Persian Sentiment Analyzer for Product Reviews

📌 Overview

A sentiment analysis tool for Persian product reviews, classifying feedback into:

✅ Recommended
❌ Not Recommended
🤷 No Idea

✨ Features

Preprocessing Pipeline
Normalization, tokenization, stemming, and stopword removal for Persian text.
Word2Vec Embeddings
Custom-trained embeddings on 150K+ Persian reviews.
Logistic Regression Classifier
Achieves 75% accuracy on large datasets.
Easy Prediction API
predict_recommendation() function for new reviews.

📂 Dataset

I obtained a dataset of 150,000 samples from quera.org. Additionally, I acquired a larger dataset from Kaggle and included it in the repository as big_train.csv.

Loading the Dataset

To train the model using the smaller dataset:

train_data = pd.read_csv('train.csv')

For systems with powerful hardware to process the larger dataset:

train_data = pd.read_csv('big_train.csv', usecols=['body', 'recommendation_status'])

This combined dataset merges samples from both Quera and Kaggle sources.

Due to the large size of the big_train.csv file, I've split it into 12 RAR parts. To obtain the complete file, you only need to extract one of the parts.

A set of comments is provided in the comments.csv file which can be used as input for the model.

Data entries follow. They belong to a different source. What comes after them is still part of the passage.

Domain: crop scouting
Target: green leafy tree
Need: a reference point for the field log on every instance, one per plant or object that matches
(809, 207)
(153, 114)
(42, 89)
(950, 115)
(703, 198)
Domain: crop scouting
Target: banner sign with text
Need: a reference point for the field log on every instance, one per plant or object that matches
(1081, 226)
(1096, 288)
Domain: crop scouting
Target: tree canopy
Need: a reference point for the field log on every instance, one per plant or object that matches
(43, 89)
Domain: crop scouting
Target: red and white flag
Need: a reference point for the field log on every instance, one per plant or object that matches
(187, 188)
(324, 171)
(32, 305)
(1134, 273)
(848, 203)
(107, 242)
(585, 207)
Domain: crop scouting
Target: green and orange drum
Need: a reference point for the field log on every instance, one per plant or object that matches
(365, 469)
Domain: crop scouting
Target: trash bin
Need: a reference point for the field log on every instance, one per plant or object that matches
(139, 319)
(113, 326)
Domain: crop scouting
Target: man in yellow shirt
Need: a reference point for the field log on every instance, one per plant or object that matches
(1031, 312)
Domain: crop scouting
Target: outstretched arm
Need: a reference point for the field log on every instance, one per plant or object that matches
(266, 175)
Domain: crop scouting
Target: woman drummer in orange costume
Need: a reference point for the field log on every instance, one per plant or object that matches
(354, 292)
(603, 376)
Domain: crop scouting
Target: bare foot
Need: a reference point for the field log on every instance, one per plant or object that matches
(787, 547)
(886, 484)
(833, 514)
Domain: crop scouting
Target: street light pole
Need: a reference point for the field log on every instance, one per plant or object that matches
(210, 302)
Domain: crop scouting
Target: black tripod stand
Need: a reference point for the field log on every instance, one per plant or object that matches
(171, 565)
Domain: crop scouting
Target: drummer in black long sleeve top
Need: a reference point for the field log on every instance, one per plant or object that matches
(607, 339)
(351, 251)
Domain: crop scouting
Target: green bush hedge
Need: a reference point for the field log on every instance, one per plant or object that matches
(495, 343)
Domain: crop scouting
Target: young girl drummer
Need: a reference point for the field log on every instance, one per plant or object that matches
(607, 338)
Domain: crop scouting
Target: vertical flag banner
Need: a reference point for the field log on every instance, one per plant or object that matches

Downloading the `big_train` dataset from Hugging Face

To download the big_train dataset from Hugging Face, you can use the curl or wget tools. This dataset contains Persian commercial comments and is available as a CSV file.

Method 1: Using curl

curl -L -o big_train.csv "https://huggingface.co/datasets/2077devwave/persian_commercial_comments_filing/resolve/main/train.csv"

This command will save the file as train.csv in the current directory.

Method 2: Using wget

wget -O big_train.csv "https://huggingface.co/datasets/2077devwave/persian_commercial_comments_filing/resolve/main/train.csv"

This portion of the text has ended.